‘Mediation: How it works and what makes it so effective’

Mediation can solve an almost impossible situation. So how does it work? If both parties agree to mediation, one of them can write into a mediator asking him if he is prepared to act. He will then usually write to both parties requesting a written summary of the case, copies of supporting documents and a signed copy of his agreement to mediate. Fees are set out and a mediation date is set.

The mediation will often take place on neutral territory such as in a hotel meeting room.

There are 4 essential pillars to mediation which are established at the start of any mediation process.
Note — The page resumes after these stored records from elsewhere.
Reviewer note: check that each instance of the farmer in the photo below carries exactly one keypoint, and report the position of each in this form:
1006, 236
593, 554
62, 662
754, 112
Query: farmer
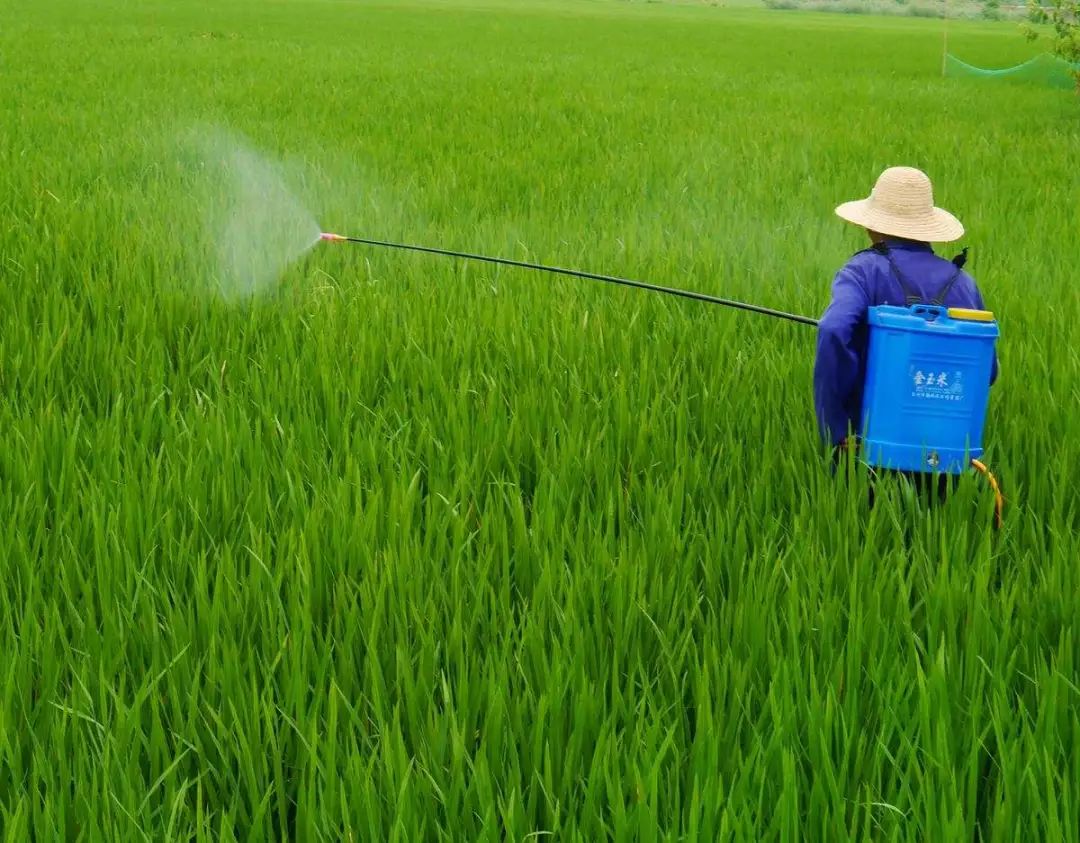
900, 268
They are that a mediation is voluntary, impartial, confidential and self determined; it is useful to outline these a little further. ‘Voluntary’ means that the parties are attending of their own free will. ‘Impartial’ means that a mediator will not take sides. ‘Confidential’ means that nothing that is said in the mediation can be referred to later unless the parties consent. Even the mediator’s notes will be shredded after a mediation has concluded. ‘Self determined’ means that it is the parties who determine the outcome of mediation.

In terms of the process, each party will have uninterrupted time to say what the issues are and the mediator will then summarise this back. There is then a discussion and parties are encouraged to look at options and solutions. It is possible that the mediator will meet each party in private during the mediation.

The key to a mediation is getting beyond positions and drilling down as to what is really going on. This can be thought of as the iceberg in which only the positions are apparent, ‘I will not’, ‘I will never’ etc and getting to true interests below the surface, ‘what is important’, ‘what is the impact’ etc. Once interests can be identified the parties will find solutions far more easily.

If agreement is reached, the parties can decide themselves whether to commit this to a written binding agreement.

Mediation can go where litigation cannot tread; it can be creative and indeed solve the almost impossible.